The alley closes in around me, cutting off my view. The kid’s mother steps in front of her little girl as if protecting her from me. “Listen, there’s a safe place through that door,” I say in one breath. “You can’t stay out here, the beasts are too close.”
Her gaze flicks down to her kid, to the scales peeking from under her sleeves. Not prejudiced, then. Just stormtouched and scared.
I soften my tone. “I promise we won’t hurt you.”
The mother nods, and I grip her freezing hand in mine. The girl holds tight to her mother’s waist as I drag them at a run out of the alley.
I stumble to a stop at the alley’s mouth, my shoes skidding on mist-moistened moss, and throw out a hand to hold them back. Across the street, Pa stands in the open door, his face a mask of terror.

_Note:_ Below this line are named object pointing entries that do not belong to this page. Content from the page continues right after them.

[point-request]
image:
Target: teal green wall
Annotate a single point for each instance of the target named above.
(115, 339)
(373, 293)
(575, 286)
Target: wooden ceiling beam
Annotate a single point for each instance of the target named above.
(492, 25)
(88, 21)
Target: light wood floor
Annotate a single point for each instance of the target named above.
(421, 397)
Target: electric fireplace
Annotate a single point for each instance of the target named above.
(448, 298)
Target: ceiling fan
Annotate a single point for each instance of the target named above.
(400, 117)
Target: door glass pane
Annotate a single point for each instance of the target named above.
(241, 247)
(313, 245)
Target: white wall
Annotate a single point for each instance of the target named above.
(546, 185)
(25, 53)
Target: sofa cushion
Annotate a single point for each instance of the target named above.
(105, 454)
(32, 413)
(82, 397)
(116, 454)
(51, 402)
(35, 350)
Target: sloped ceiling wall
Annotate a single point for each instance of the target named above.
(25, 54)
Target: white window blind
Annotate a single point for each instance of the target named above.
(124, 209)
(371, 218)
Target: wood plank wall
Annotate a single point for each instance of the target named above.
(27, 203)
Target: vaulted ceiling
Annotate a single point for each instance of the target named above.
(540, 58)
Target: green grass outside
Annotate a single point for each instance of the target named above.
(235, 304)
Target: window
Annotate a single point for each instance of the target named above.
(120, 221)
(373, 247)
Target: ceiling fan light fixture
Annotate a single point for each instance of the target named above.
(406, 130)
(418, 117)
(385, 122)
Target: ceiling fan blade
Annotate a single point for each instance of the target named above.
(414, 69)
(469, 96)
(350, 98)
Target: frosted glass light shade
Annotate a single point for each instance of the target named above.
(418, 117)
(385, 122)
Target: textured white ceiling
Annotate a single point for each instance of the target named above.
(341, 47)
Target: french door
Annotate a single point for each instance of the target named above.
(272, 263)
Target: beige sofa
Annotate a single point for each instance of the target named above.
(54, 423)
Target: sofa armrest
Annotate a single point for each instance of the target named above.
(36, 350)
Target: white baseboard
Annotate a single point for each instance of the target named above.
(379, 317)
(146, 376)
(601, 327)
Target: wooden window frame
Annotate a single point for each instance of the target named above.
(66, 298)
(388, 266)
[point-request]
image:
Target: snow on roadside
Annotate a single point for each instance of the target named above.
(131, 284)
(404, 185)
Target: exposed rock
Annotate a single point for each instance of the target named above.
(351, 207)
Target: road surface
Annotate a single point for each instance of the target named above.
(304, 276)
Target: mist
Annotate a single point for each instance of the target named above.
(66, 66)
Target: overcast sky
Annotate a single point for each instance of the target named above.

A spider-shaped stormbeast click-clacks across the street between me and Pa. It’s the closest I’ve ever been to one. Its bulbous body is made of the same substance as the Storm—black cloudsmoke that churns endlessly in whorls and loops—and its eight bulging eyes spark with violet lightning.
It stands a good two feet taller than me, making it probably the runt of the litter. But that’s little comfort as it snaps its pincers, tasting the air.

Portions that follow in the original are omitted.